合同捜査本部は今後、事件の発端となった建築基準法違反容疑を立件し、ヒューザー(東京都大田区、破産)、総合経営研究所(同千代田区)、木村建設の三者の詐欺容疑での刑事責任追及に全力を挙げる。
ほかに逮捕するのは、木村建設の元東京支店長篠塚明容疑者(45)ら元役員三人と、姉歯容疑者から名義を借りた建築デザイナー(46)、イーホームズの架空増資に関与した元同社監査役の司法書士(66)の計五人。
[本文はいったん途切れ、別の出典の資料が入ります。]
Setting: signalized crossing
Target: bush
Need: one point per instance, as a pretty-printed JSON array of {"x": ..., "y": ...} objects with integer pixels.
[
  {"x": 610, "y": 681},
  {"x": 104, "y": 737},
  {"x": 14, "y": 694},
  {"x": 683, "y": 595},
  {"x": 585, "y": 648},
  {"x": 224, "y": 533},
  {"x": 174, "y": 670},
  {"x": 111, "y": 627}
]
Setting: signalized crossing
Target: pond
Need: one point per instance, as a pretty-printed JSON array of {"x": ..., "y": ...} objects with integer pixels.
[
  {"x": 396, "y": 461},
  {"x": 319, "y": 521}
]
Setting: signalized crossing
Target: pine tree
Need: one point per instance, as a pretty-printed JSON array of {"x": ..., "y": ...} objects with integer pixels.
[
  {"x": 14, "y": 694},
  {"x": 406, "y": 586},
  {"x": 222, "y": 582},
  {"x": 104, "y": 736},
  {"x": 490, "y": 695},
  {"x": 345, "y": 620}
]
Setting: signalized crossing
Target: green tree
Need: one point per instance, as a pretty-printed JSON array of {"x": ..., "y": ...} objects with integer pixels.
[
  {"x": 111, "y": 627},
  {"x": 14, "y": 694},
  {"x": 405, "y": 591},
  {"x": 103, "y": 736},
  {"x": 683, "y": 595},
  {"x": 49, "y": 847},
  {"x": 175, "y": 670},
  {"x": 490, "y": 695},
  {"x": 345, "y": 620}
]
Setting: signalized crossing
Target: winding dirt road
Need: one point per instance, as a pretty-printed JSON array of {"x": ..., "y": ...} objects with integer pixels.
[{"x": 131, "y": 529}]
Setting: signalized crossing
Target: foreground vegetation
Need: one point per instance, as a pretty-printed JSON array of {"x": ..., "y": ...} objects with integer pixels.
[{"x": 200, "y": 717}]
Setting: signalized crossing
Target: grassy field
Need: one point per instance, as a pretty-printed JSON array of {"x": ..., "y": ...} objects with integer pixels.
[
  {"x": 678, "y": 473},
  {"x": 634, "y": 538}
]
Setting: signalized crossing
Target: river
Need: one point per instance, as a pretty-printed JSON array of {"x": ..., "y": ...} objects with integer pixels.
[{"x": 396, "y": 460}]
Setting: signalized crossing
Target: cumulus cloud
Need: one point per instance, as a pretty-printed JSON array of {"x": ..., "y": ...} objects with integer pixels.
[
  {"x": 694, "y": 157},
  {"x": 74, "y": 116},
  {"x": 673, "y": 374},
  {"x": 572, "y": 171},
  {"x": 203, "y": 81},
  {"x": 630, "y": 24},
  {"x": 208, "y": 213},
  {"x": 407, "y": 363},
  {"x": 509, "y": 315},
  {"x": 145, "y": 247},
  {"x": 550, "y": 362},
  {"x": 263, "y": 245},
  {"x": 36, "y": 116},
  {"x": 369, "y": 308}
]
調べでは、建築デザイナーは設計依頼を受けたマンションなど十四棟を無資格で設計し、姉歯容疑者の名義で建築確認を申請した疑い。姉歯容疑者も見返りの現金を受け取った疑いがある。
木村容疑者らは二〇〇五年三月、特定建設業の許可を更新する際に黒字に粉飾した〇四年六月期の財務諸表を提出した疑い。工費を少なく見積もる手口で、約二億五千万円の経常利益があるように見せ掛けていた。
藤田容疑者らは〇一年十月、検査対象を拡大するために二千七百万円を増資したように装って、資本金を約五千万円にして虚偽の登記をした疑い。藤田容疑者は自社のホームページ上で架空増資を否定している。